Hypersecretory glandular gastropathy : In this rare entity there is a marked hypertrophy and glandular hyperplasia of unknown etiology, which presents with marked hyperchlorhydria; the patient is usually a carrier of an intractable duodenal ulcer and surgery means cure of the disease. Gastrinemia is normal.
The symptomatology is polymorphic, variable with food, bilious, mucous and sometimes hemorrhagic vomiting, which may or may not be preceded by nausea. Epigastric pain has no hourly, daily or annual rhythm, the patient feels better on an empty stomach.
In acute gastritis, when the triggering causes are suppressed, the symptoms remit in a few days.

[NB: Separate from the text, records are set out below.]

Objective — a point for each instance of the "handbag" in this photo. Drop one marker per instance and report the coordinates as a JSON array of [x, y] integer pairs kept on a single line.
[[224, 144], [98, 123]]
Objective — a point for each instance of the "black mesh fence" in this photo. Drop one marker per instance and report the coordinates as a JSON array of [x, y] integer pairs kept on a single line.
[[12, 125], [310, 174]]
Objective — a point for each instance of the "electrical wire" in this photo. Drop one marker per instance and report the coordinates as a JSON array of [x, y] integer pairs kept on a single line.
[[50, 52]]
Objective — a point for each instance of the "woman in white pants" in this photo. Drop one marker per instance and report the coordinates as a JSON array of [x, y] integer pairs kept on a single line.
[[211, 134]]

There are forms of presentation that may be indicative of gastritis
Achlorhydria or Pernicious Anemia
Ascites, edema, giant gastric folds, hypoproteinemia with hypoalbuminemia (Ménétrier's disease)
In summary, attempts to establish a correlation between gastritis and a specific symptom picture have failed.
The diagnosis of gastritis is the heritage of the biopsy and its histopathology, except in hemorrhage where it is established by endoscopy.
The gastroduodenal serial radiography with double contrast may show
chronic erosions, in the form of small rounded lacunar images, which will be confirmed by fibroscopy; other times there will be giant thick folds, which will pose the differential diagnosis between a Ménétrier-type protein-losing gastritis, a gastric lymphosarcoma, or a Zollinger-Ellison syndrome. In chronic type A gastritis of pernicious anemia, the radiologist V. D'Allotto described the following signs: tubular stomach, bald gastric roof and smoothness of the greater gastric curvature, which are not pathognomonic, since thick or thin gastric folds they depend on the contraction of the muscularis mucosae.
The Kay test measures maximum gastric secretion using histamine, with which 100% of the parietal cells are stimulated. This test is the most reproducible and reliable. The normal debit is 10 to 25 mEq / hour; in gastritis, the debit is generally normal, and has a value when it is zero or close to zero. The latter is valid for plasma pepsinogen or uropepsinogen, whose levels have value when they are close to zero and indicate gastric atrophy or pernicious anemia.